Spring break makeup days cause backlash, ire from Wake parents
Posted March 9, 2015
Cary, N.C. — Wake County parents and students are, once again, upset at a decision by the Wake County Public School System to makeup missed school days due to recent snow storms.
Doing so will disrupt many pre-scheduled plans, parents and students wrote on the petition.
“My family carefully made plans for spring break considering possible make up days, which did not include March 24 and 25 on the school calendar,” wrote Kim Singleton of Raleigh. “Excused absences will not help my son in his college prep classes make up lost time. We followed the calendar, and now that the school board is going back on its word, we will either have to forfeit thousands of dollars to change plans to stay home so our son won't fall behind, or we can just go and know he'll have scramble and perhaps miss out on course content. Families should not have to make these decisions at this late date.”
District officials said Monday that students and staff will not be penalized for missing those days, and that they’re working to ensure teachers will not be punished for missing work. Seniors with exam exemptions – those with good grades who have missed less than three days of school – will not have their exempt status changed if they miss spring break classes.
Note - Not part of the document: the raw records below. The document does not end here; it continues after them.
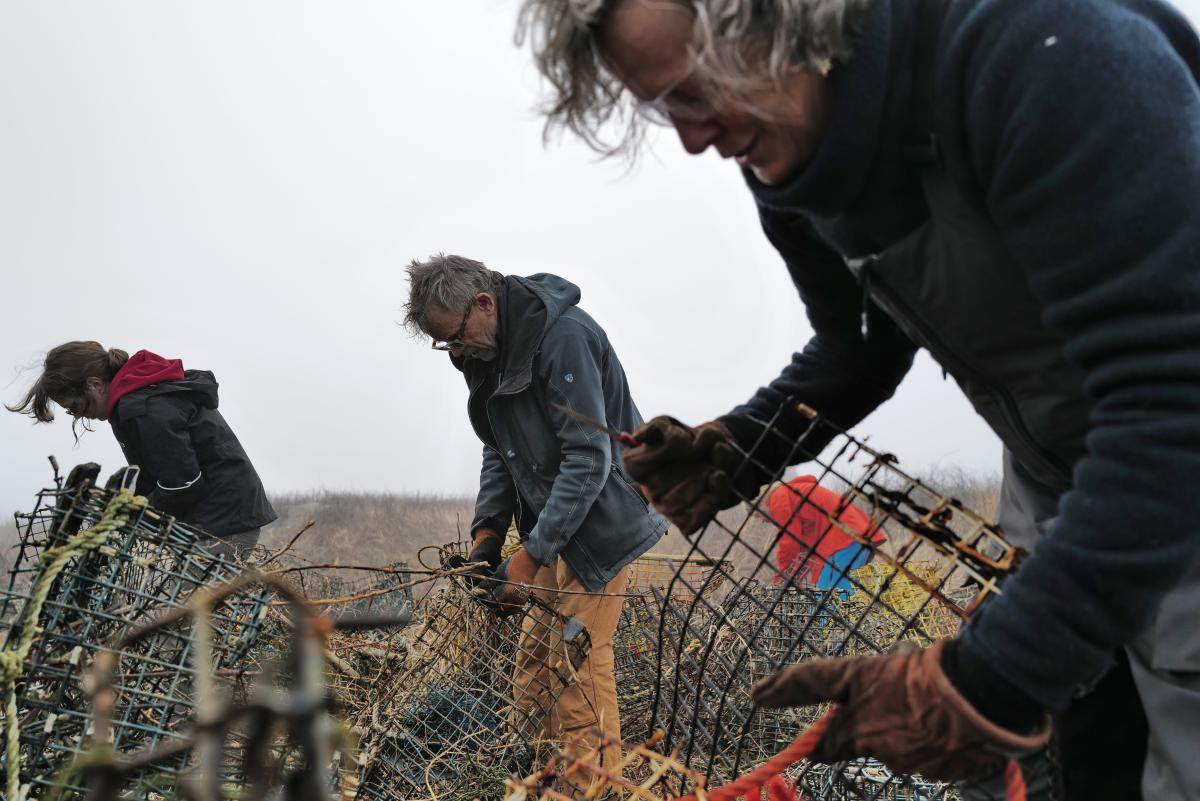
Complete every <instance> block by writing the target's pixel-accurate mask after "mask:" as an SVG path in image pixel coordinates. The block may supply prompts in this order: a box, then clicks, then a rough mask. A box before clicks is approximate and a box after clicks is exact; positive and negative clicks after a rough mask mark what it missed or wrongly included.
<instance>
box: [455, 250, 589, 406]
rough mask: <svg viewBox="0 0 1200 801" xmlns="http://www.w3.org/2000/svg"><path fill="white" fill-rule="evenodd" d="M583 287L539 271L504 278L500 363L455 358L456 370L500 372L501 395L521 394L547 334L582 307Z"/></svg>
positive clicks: (531, 373) (499, 290)
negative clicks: (563, 317) (501, 379)
mask: <svg viewBox="0 0 1200 801" xmlns="http://www.w3.org/2000/svg"><path fill="white" fill-rule="evenodd" d="M582 295H583V294H582V293H581V291H580V288H578V287H576V285H575V284H574V283H571V282H570V281H568V279H566V278H563V277H560V276H554V275H551V273H548V272H539V273H535V275H532V276H504V283H503V285H502V287H500V290H499V291H498V293H497V305H498V318H499V323H498V326H499V327H498V330H497V341H498V344H499V356H498V357H497V360H496V362H492V363H482V362H474V360H463V359H454V357H451V361H452V362H454V365H455V367H457V368H458V369H461V371H463V372H467V373H468V374H470V373H474V372H475V371H479V369H486V371H494V369H499V372H500V375H502V377H503V381H502V383H500V385H499V386H498V387H497V389H496V392H497V393H499V395H504V393H509V392H518V391H521V390H523V389H524V387H527V386H529V381H530V379H532V375H533V359H534V356H535V355H536V354H538V350H539V348H540V347H541V341H542V339H544V338H545V337H546V332H547V331H550V329H551V326H552V325H554V323H557V321H558V318H560V317H562V315H563V313H564V312H566V309H569V308H571V307H572V306H576V305H578V302H580V299H581V297H582Z"/></svg>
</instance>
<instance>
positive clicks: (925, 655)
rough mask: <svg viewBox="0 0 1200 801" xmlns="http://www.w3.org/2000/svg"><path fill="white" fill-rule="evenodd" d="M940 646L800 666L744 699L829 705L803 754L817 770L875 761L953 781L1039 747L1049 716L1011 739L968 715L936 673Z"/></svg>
mask: <svg viewBox="0 0 1200 801" xmlns="http://www.w3.org/2000/svg"><path fill="white" fill-rule="evenodd" d="M944 646H946V640H942V642H938V643H936V644H935V645H932V646H931V648H928V649H917V650H911V651H908V652H904V654H887V655H883V656H854V657H844V658H833V660H812V661H811V662H802V663H799V664H793V666H791V667H787V668H782V669H781V670H776V671H775V673H774V674H772V675H770V676H768V677H766V679H763V680H762V681H760V682H758V683H757V685H755V686H754V688H752V689H751V697H752V698H754V701H755V703H756V704H760V705H762V706H767V707H772V709H776V707H780V706H805V705H809V704H817V703H821V701H836V703H838V704H839V705H840V706H839V709H838V711H836V712H835V713H834V716H833V719H832V721H830V722H829V728H827V729H826V733H824V735H823V736H822V737H821V740H820V741H818V742H817V747H816V749H814V752H812V755H811V758H812V759H814V760H816V761H821V763H836V761H842V760H847V759H853V758H856V757H875V758H877V759H880V760H881V761H883V764H886V765H887V766H888V767H889V769H892V770H893V771H896V772H901V773H920V775H922V776H924V777H926V778H932V779H941V781H947V782H955V781H959V779H965V778H978V777H984V776H990V775H992V773H997V772H1000V771H1002V770H1003V767H1004V763H1006V760H1007V758H1009V757H1016V755H1020V754H1025V753H1030V752H1033V751H1037V749H1038V748H1042V747H1043V746H1045V743H1046V742H1048V741H1049V740H1050V718H1049V716H1046V717H1045V718H1044V724H1043V725H1042V727H1040V729H1039V730H1038V731H1036V733H1033V734H1016V733H1014V731H1009V730H1007V729H1003V728H1001V727H998V725H996V724H995V723H992V722H990V721H988V719H986V718H984V717H983V716H982V715H980V713H979V712H978V711H976V709H974V707H973V706H972V705H971V704H970V703H968V701H967V699H966V698H964V697H962V695H961V694H960V693H959V692H958V689H955V688H954V686H953V685H952V683H950V681H949V679H947V677H946V674H944V673H943V671H942V667H941V654H942V650H943V648H944Z"/></svg>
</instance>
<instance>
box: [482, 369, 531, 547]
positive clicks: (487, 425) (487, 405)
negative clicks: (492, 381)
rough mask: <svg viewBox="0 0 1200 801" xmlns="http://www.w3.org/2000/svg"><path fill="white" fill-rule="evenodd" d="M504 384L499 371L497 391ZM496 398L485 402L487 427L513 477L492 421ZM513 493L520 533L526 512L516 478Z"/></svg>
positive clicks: (503, 448)
mask: <svg viewBox="0 0 1200 801" xmlns="http://www.w3.org/2000/svg"><path fill="white" fill-rule="evenodd" d="M503 383H504V374H503V373H502V372H500V371H497V372H496V389H497V390H498V389H500V384H503ZM494 397H496V392H492V396H491V397H490V398H487V399H486V401H484V415H485V416H486V417H487V427H488V428H491V429H492V439H494V440H496V452H497V453H498V454H499V456H500V460H502V462H504V466H506V468H508V469H509V475H510V476H512V475H515V474H514V471H512V463H511V462H509V454H508V453H505V452H504V448H503V447H500V438H499V436H498V435H497V434H496V422H494V421H493V420H492V398H494ZM512 493H514V495H515V496H516V499H517V531H518V532H520V531H521V516H522V512H523V510H524V506H523V504H522V502H521V490H520V489H517V482H516V480H515V478H514V481H512Z"/></svg>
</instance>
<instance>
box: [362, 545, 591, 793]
mask: <svg viewBox="0 0 1200 801" xmlns="http://www.w3.org/2000/svg"><path fill="white" fill-rule="evenodd" d="M444 553H446V554H448V553H449V552H444ZM418 618H419V619H418V622H416V624H415V625H414V626H412V627H410V628H409V630H407V631H406V637H407V657H406V661H404V664H403V667H402V668H401V669H398V670H397V671H395V673H394V674H392V675H391V676H389V677H386V680H384V681H380V682H379V685H378V687H377V689H376V692H374V693H373V694H372V697H371V703H370V704H367V705H366V706H365V707H364V709H362V710H361V711H360V712H359V713H358V715H356V716H353V717H352V718H350V723H352V724H353V727H354V729H355V730H356V731H358V733H360V737H361V753H360V759H361V763H362V766H364V770H362V782H361V785H360V787H359V795H358V797H360V799H370V800H372V801H376V800H379V801H391V800H394V799H395V800H398V799H413V797H430V799H475V797H484V799H487V797H498V796H499V795H500V793H502V791H503V782H504V779H505V778H506V777H508V776H509V775H511V773H514V772H516V773H524V772H528V771H529V770H530V767H532V766H533V764H534V760H535V753H536V749H538V748H539V746H540V743H541V742H542V740H544V735H545V727H546V724H547V719H548V716H550V713H551V710H552V709H553V705H554V701H556V700H557V699H558V697H559V695H560V694H562V692H563V691H564V689H565V687H566V686H568V685H569V683H570V682H571V681H572V674H574V671H575V670H576V669H577V668H578V667H580V666H581V664H582V663H583V661H584V660H586V658H587V656H588V652H589V650H590V639H589V636H588V632H587V631H586V630H584V628H583V627H582V626H581V625H580V622H578V621H577V620H575V619H568V618H564V616H563V615H560V614H559V613H557V612H554V610H553V609H551V608H550V607H547V606H546V604H544V603H541V602H540V601H538V600H536V598H534V600H530V602H529V604H528V606H527V607H526V608H524V609H523V610H522V612H521V613H518V614H514V615H510V616H508V618H503V619H502V618H497V616H496V615H494V614H493V613H492V612H491V610H490V609H487V608H486V607H484V604H481V603H480V602H479V601H476V600H475V598H474V597H472V596H470V594H469V591H468V588H467V585H466V584H463V583H460V582H457V580H455V582H451V583H449V584H446V585H445V586H442V588H440V589H438V590H437V591H436V592H433V594H432V595H431V596H430V597H428V598H426V600H425V601H424V603H420V604H419V607H418ZM523 662H528V663H529V664H532V666H542V664H544V666H545V668H546V669H545V670H533V669H530V670H524V671H518V664H520V663H523Z"/></svg>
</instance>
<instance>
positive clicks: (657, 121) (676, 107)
mask: <svg viewBox="0 0 1200 801" xmlns="http://www.w3.org/2000/svg"><path fill="white" fill-rule="evenodd" d="M703 64H704V54H703V53H701V54H700V55H698V56H696V59H695V60H694V61H692V62H691V66H690V67H689V68H688V72H685V73H683V74H682V76H679V78H677V79H676V80H673V82H672V83H671V85H668V86H667V88H666V89H664V90H662V91H661V92H659V96H658V97H655V98H653V100H648V101H637V102H636V103H635V104H634V112H635V113H637V115H638V116H641V118H642V119H643V120H646V121H647V122H650V124H652V125H660V126H664V127H668V128H670V127H671V126H673V125H674V124H676V120H680V121H684V122H698V121H700V120H704V119H708V118H709V116H712V115H713V112H714V110H715V109H714V108H713V104H712V103H710V102H709V101H708V100H706V98H703V97H701V96H698V95H688V94H684V92H680V91H679V86H680V84H683V83H684V82H685V80H688V79H689V78H691V77H692V74H695V73H696V71H697V70H698V68H700V67H701V66H702V65H703Z"/></svg>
Teachers with spring break plans will not have to pay the $50 fee for their substitute teacher, school officials said.
“We recognize many parents make plans for spring break,” school board Chairwoman Christine Kushner said in a statement on Saturday. “But we also appreciate many more children will be right here at home and could take advantage of the only available stretch of quality instructional time left on this year’s calendar. We trust parents will make the best decisions for their families.”
The decision, announced on Saturday, comes after the district boasted on its Twitter account that makeup days would not include spring break. School board members originally planned to use two Saturdays, one in April and another in May, along with Good Friday, to makeup snow days from Feb. 25-27.
District leaders wouldn’t say Monday if the social media message was sent in error, or should not have been sent at all. In response, they said the district will review their communications efforts and look for areas of improvement.
"I will readily say that we need to take a look at both our processes and our messaging to make sure that we are providing greater level of consistency for our families," said Cathy Moore, the district's deputy superintendent for school performance.
Making up snow dates has been a headache for the district in recent weeks. Monday’s backlash comes one week after parents and students took to social media to voice their frustrations over an initial plan to use Good Friday as a makeup day.
“If people had problems with the make-up days of Good Friday and (two) Saturdays, likely they would miss one day,” wrote Mark Nordberg of Apex. “If they have spring break plans they will miss (three) so there is a bigger impact. (Three) distributed makeup days means fewer people would miss all (three) make up days. Plus make up days in April and May are easier to plan for than (a two) week notice. Also, more people are going to be "around" on a normal weekend than would be over a scheduled vacation week.”
Wake schools previously announced that students will attend a full day of school on March 6 and April 17, both former early-release days, to makeup snow days from Feb. 17-20.
The district’s traditional calendar – created two years in advance – lists June 9-11 as makeup dates. Officials said when they used last year’s June make-up dates, they didn’t work because state tests were already given and seniors had already graduated. School officials added that they will reevaluate makeup dates for next school year.
“Our students have lost a huge amount of time in the past month, and there just aren’t any good options left for recovering that much instruction,” Superintendent Jim Merrill said in a statement on Saturday. “It’s a tough situation for everyone – teachers, parents and students – and we are trying to make the best of it.”